The city itself has been pushing for a light-rail option following the success of the O-Train, she says, which has been running since 2001.

At the centre of that debate is what type of system best suits the needs of OC Transpo’s almost 350,000 average weekday ridership.

The options range from automated light-metros like Vancouver’s SkyTrain to streetcars the likes of Toronto’s.

Colin Churcher, an Ottawa-based rail historian, says when the city decided to scrap the old rail system, the cars and rails were decrepit and in dire need of repair, which would have cost the city a lot of money.

But OC Transpo’s website records that at its peak in 1929, the railway had a 30 million yearly ridership over more than 90 kilometres of track.

 Considering the city’s renewed interest in rail, Churcher says: “I guess we were caught in the times. If we’d known then what we know now, maybe we would have thought twice before we got rid of them [the streetcars].”

He said with new technology there are ways for rail to be sustainable and functional. “It doesn’t have to be ugly,” he says.
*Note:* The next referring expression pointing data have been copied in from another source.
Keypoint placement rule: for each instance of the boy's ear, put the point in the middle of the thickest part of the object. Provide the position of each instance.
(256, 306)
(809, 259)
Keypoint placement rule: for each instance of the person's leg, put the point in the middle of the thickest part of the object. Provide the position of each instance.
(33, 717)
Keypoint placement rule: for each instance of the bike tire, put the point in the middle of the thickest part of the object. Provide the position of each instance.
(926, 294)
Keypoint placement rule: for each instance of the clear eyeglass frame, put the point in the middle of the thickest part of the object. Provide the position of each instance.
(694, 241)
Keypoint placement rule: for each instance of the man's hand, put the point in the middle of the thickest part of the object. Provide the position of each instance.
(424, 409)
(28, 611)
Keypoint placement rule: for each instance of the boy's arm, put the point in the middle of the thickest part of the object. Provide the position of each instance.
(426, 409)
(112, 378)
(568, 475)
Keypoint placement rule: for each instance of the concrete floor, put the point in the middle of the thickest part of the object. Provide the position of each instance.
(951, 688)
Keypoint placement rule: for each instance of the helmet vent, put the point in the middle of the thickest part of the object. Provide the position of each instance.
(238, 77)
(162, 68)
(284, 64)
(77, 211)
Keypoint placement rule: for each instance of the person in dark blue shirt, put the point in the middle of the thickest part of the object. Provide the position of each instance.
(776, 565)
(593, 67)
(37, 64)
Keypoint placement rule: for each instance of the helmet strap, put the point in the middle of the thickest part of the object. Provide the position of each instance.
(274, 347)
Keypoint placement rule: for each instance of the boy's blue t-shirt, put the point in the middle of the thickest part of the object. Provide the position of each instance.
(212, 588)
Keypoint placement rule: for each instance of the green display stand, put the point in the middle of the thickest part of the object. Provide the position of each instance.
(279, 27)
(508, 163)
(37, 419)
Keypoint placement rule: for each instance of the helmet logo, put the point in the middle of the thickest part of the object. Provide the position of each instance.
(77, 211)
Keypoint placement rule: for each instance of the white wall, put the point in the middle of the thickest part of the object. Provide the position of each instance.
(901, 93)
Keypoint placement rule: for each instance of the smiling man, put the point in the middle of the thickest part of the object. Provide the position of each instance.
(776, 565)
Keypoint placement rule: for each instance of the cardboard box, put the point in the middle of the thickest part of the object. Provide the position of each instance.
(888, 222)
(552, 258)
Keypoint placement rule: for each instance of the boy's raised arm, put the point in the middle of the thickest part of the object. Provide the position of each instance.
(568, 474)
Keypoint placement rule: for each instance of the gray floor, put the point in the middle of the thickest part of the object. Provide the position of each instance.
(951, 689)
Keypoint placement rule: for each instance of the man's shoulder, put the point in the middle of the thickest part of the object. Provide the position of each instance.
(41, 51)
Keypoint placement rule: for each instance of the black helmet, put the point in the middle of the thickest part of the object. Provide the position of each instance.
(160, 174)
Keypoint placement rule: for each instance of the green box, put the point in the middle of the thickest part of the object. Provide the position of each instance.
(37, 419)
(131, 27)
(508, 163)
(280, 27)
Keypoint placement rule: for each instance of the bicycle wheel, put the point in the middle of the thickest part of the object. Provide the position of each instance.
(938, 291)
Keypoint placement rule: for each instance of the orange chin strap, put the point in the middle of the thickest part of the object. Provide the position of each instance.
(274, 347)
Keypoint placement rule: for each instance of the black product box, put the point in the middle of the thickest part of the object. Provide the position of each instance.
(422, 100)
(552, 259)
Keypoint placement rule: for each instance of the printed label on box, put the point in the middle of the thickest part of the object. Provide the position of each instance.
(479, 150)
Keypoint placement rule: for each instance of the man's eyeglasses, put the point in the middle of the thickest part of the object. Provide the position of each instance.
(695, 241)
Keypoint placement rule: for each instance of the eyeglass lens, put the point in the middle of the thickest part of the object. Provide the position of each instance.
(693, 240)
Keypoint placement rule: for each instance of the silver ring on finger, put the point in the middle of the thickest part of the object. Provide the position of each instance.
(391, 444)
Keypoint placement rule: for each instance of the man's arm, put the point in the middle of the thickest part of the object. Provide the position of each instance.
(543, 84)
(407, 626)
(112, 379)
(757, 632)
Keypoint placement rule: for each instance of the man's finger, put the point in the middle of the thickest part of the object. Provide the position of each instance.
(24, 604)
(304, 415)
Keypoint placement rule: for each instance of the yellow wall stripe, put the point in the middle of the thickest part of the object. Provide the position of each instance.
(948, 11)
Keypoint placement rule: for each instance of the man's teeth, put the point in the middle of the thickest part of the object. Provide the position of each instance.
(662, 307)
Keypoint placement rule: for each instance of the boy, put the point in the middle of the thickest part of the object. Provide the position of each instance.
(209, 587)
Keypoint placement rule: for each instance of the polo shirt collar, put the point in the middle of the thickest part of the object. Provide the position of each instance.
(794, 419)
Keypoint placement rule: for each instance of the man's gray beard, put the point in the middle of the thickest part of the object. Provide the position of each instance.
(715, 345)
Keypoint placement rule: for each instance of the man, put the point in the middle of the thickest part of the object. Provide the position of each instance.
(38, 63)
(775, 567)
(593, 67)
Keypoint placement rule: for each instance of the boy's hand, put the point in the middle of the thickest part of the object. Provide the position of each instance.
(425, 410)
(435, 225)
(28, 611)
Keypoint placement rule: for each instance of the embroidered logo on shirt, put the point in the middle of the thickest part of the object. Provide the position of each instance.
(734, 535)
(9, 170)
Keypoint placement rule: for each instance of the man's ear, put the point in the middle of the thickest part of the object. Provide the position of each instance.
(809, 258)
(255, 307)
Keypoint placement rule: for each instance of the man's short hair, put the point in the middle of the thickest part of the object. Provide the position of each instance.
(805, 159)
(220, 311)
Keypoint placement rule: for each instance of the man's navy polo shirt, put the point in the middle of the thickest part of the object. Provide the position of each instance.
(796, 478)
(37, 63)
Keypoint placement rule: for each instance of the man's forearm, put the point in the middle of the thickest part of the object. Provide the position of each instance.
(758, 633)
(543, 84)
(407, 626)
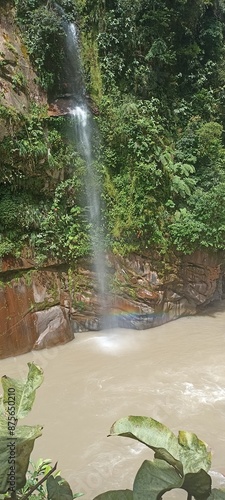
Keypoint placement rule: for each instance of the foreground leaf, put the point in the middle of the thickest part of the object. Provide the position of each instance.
(19, 395)
(217, 495)
(198, 484)
(58, 489)
(15, 455)
(116, 495)
(193, 452)
(154, 479)
(148, 431)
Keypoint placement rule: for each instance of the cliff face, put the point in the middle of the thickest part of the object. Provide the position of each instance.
(18, 81)
(44, 307)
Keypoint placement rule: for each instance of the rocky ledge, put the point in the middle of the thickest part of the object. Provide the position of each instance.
(44, 307)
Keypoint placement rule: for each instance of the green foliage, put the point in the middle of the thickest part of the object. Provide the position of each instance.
(16, 402)
(16, 445)
(64, 231)
(41, 24)
(179, 461)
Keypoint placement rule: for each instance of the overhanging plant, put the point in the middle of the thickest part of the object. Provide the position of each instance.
(181, 461)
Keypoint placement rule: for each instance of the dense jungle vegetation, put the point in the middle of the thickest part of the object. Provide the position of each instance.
(156, 71)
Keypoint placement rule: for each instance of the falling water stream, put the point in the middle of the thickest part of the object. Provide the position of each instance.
(83, 126)
(174, 373)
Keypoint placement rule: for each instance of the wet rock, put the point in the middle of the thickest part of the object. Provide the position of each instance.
(53, 327)
(43, 308)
While the future of the Sparks streetcar project is uncertain, Centretown residents are backing the return of rail to the city, whether it is the renewal of the streetcar or light-rail transit.

“We need a downtown rail system,” says Shawn Menard, Centretown Citizens’ Community Association president. “I think it will only benefit Centretown citizens.”

Menard says the CCCA has endorsed a streetcar-type system. A modernized version of what existed 50 years ago, Menard says, could fit the city once more.